天女はその男を好きになれなかったのか。それ以前に人間自体、もともと好かないのか。
英陶の横顔から視線をそらし、羅羽摩は独り言のような彼の呟きに答えた。
「元来、天女は天に棲むもの。慶びの歌をうたって蝶のように飛び交い、楽園に一層の華を添える」
「龍は?」
「龍は……、天と地の境目にある関を守るもの。両世界の狭間に生まれ、ともすれば一生、翼が生えないことも」
「お前は――?」
英陶はふと歩き出しながら遮るように言って、羅羽摩へ微笑みかけた。
「お前はいつか、絶対に空へ舞い上がるんだ。羅羽摩」
「龍は――……地も人も、嫌いではない」
「ああ。俺も――……」
歩み寄ると、寂しげにうつむいている龍の頬にそっと触れて、英陶は羅羽摩の額に自分の顔を寝せた。

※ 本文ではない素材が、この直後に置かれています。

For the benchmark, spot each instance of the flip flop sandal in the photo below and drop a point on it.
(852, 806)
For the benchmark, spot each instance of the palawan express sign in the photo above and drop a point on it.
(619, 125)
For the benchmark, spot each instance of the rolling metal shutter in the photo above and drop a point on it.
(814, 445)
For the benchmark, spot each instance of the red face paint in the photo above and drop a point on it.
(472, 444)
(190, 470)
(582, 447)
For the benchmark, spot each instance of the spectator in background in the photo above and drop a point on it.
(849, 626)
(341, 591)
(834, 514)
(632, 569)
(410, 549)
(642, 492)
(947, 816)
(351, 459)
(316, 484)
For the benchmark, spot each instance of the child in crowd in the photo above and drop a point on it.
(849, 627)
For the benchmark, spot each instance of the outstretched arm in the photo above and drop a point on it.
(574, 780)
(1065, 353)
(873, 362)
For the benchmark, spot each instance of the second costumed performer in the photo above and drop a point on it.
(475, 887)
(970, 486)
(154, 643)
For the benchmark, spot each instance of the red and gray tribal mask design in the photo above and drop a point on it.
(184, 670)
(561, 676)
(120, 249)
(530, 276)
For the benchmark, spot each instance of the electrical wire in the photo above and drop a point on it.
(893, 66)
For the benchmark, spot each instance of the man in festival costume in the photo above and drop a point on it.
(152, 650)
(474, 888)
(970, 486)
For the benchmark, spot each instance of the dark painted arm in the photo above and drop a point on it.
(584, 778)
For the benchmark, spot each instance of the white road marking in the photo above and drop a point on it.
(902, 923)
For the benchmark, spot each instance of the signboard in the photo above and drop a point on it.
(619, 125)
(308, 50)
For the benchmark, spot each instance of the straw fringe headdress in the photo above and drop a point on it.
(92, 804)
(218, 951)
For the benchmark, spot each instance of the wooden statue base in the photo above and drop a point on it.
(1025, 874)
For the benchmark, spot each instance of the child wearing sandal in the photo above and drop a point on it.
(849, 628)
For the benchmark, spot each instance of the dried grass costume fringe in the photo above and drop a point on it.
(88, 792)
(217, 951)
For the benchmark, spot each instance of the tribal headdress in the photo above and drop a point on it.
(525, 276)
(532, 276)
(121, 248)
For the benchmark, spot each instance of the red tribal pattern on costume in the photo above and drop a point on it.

「ずっと一緒にいたいよ。でも、翼を奪ってまで、嫁にするつもりはない……」
冗談を言って少し笑う英陶の表情は見えないが、羅羽摩は伝わってくる想いに、螺鈿の光彩を宿す水面のような目を閉ざして笑った。
「そうだな。例えまごうことなき龍となっても、俺は一生、お前の友であり、兄弟だ」
「約束だぞ? 小さな村だけど、俺もいつか、ここを束ねる力をつける」
だからお前も、天海を統べる立派な王になって、この村に、沢山の恵みの雨を降らせてくれ?
*――そして、塵界に美しい日の光を見せてくれ……
* * *
「――……約束…、――…した…な……」
羅羽摩は暗雲を貫いて差す天の光を見上げ、顔を歪めながら笑った。
「夜覇王樹、龍王が……」
そっと声をかけられ見やった夜覇王樹神は、黙って同士の最期を見守った。
*――なぁ、羅羽摩
いつか、天と地が交わることは、あるだろうか
*――心はすでに、共に在る。
ならばきっと、叶うときがくると信じろ。英陶
力づけてやると、初めて見た時と変わらなぬ笑顔を返してきた友の――
友の仇を取り、羅羽摩龍王は、命の灯が消える最期の時まで、瞼の裏に、
彼と夢見た世界を、描いていた――……。
◍【 神代世界樹の最期 】
夜覇王樹神の本体は、神代の世界樹そのものであった。この天柱が倒れ、地維が裂けた時、新たな時代の夜が明けた。※)『有明に花散らす夜叉』より抜粋。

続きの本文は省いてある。